Le tissu du réel
Pour sa première exposition chez Templon à Paris, l’artiste malien Abdoulaye Konaté, figure majeure de la scène contemporaine africaine, dévoile un ensemble inédit de dix œuvres monumentales, entièrement cousues à la main.
Le « maître » poursuit son exploration des grands enjeux de notre temps – du fanatisme religieux à la justice sociale – en proposant un véritable alphabet visuel, somptueux et énigmatique, de formes et de couleurs.
Conçues à partir de tissus camerounais et de chutes de bazin – étoffe emblématique du vestiaire africain traditionnel – ses compositions se distinguent par l’agencement organique de languettes, teintes, découpées puis cousues, qui créent des surfaces vibrantes et chatoyantes. Fruits d’un long travail de recherche et de documentation, ces œuvres puisent à des traditions multiples : l’artisanat malien ou l’art tibetain, les céramiques tunisiennes ou encore les textiles berbères.
Le protocole de création est à la fois précis et exigeant : des premières esquisses, tracées au feutre puis retravaillées à l’ordinateur, sont transposées à grande échelle par ses assistants et par des machines, avant que l’assemblage final ne prenne forme directement au sol de l’atelier.
Les compositions se déploient en dégradés subtils et nuances infinies – du bleu au vert, du jaune au rouge – qui évoquent aussi bien les embrasements de William Turner que les abstractions de František Kupka ou Paul Klee, et jusqu’aux vastes champs chromatiques du Colorfield painting de Mark Rothko.

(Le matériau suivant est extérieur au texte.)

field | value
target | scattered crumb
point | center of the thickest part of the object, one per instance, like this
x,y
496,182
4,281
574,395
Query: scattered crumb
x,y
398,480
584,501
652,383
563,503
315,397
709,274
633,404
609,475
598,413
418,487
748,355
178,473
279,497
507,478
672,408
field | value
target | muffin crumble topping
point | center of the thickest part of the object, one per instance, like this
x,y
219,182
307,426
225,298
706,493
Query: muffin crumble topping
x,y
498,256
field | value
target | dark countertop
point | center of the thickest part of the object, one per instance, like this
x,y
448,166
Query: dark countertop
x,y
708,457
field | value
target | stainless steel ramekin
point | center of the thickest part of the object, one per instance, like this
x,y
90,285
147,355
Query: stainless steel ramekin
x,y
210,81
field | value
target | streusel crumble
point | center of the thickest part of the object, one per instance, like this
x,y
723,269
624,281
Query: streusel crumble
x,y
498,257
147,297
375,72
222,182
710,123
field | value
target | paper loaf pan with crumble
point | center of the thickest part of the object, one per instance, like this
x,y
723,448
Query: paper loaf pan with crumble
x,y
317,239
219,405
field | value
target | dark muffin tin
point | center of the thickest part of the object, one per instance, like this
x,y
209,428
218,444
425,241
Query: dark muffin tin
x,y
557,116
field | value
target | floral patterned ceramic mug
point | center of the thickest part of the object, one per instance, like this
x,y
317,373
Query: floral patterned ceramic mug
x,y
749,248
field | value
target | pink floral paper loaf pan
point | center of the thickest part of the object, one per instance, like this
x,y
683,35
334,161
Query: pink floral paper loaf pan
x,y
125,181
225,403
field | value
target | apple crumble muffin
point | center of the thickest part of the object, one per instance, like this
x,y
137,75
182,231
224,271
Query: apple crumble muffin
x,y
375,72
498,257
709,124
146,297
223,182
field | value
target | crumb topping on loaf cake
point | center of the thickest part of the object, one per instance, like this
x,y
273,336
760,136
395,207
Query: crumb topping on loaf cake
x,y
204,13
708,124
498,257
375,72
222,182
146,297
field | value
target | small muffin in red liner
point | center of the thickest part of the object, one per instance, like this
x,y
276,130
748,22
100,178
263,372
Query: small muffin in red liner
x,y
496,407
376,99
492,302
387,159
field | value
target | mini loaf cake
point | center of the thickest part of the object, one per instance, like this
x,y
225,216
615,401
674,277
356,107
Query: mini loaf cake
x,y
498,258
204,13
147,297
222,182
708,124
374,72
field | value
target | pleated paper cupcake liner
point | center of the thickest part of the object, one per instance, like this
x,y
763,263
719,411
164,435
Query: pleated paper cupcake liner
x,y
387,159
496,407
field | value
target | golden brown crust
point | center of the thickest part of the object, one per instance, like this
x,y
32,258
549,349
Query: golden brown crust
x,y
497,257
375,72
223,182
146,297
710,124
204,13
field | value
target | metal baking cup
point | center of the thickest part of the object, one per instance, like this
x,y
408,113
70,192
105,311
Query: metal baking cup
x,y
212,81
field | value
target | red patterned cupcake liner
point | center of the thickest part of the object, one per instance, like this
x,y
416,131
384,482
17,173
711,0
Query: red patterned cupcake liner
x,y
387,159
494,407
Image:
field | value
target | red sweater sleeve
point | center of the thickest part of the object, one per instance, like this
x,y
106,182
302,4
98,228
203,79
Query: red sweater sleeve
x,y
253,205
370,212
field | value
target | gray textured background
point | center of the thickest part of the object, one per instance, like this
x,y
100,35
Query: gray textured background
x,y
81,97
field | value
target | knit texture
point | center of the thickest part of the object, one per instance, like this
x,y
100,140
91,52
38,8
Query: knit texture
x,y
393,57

Si Konaté préfère se définir comme humaniste plutôt que politique, ses tableaux textiles, d’une intensité poétique rare, abordent sans détour les grandes tragédies de notre époque et les fractures nées de la mondialisation. En conjuguant la prospérité occidentale et la spiritualité africaine, son œuvre tisse la trame d’une réconciliation nécessaire, portée par la beauté et la puissance des couleurs.

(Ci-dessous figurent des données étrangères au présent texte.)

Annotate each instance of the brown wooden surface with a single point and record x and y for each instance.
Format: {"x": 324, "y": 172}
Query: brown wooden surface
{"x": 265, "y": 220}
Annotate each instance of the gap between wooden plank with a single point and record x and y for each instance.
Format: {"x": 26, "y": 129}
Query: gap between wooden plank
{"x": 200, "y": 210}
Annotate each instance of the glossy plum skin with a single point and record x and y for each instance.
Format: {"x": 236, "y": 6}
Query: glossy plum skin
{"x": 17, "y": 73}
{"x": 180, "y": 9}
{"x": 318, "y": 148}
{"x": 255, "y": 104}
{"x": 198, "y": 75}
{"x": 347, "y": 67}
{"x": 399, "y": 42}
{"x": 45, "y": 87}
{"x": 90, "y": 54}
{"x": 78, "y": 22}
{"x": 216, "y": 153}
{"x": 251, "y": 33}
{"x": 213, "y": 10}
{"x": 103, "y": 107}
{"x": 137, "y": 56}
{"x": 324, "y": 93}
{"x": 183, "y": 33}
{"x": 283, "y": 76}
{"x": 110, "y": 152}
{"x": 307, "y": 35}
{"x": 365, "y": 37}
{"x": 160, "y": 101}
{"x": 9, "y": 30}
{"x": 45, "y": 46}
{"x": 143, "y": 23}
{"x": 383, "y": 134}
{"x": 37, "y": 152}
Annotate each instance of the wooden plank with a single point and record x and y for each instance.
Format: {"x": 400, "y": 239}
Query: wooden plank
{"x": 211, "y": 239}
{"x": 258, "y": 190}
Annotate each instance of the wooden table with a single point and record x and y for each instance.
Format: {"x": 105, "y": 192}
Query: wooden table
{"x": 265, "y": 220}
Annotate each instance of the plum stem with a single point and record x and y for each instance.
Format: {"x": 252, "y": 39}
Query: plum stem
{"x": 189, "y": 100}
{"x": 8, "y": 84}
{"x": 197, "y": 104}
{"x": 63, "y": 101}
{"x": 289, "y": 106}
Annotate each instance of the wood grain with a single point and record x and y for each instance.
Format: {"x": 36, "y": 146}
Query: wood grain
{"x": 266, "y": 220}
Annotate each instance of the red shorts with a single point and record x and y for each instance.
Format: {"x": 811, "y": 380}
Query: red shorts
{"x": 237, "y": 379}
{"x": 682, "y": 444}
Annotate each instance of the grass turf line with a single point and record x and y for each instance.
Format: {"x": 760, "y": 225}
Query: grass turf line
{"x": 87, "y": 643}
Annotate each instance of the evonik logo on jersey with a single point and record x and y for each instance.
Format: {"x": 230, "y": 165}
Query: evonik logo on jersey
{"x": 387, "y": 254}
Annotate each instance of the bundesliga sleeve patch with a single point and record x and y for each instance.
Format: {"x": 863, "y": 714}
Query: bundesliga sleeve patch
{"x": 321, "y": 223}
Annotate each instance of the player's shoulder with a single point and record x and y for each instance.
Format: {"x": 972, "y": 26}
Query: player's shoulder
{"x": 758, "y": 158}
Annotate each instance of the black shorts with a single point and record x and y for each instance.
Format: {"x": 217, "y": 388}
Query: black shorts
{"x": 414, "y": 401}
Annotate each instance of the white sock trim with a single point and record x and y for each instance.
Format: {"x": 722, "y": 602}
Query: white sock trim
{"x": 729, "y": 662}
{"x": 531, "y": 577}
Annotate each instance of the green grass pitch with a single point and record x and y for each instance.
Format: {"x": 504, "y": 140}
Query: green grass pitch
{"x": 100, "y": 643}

Né en 1953 à Diré, Mali, cet artiste vit et travaille à Bamako. Artiste visuel, il est une figure majeure de la scène artistique contemporaine de son pays et du continent africain. Après avoir obtenu son diplôme de l'Institut National des Arts de Bamako en 1976, il a poursuivi ses études à l'Institut Supérieur des Arts Plastiques de La Havane, à Cuba, de 1978 à 1985. Chef de la Division des Expositions au Musée National du Mali de 1985 à 1997, il est ensuite directeur du Palais de la Culture de Bamako et des Rencontres Photographiques de Bamako de 1998 à 2002 puis Directeur du Conservatoire des Arts et Métiers Multimédia "Balla Fasseké Kouyaté" de Bamako, Mali.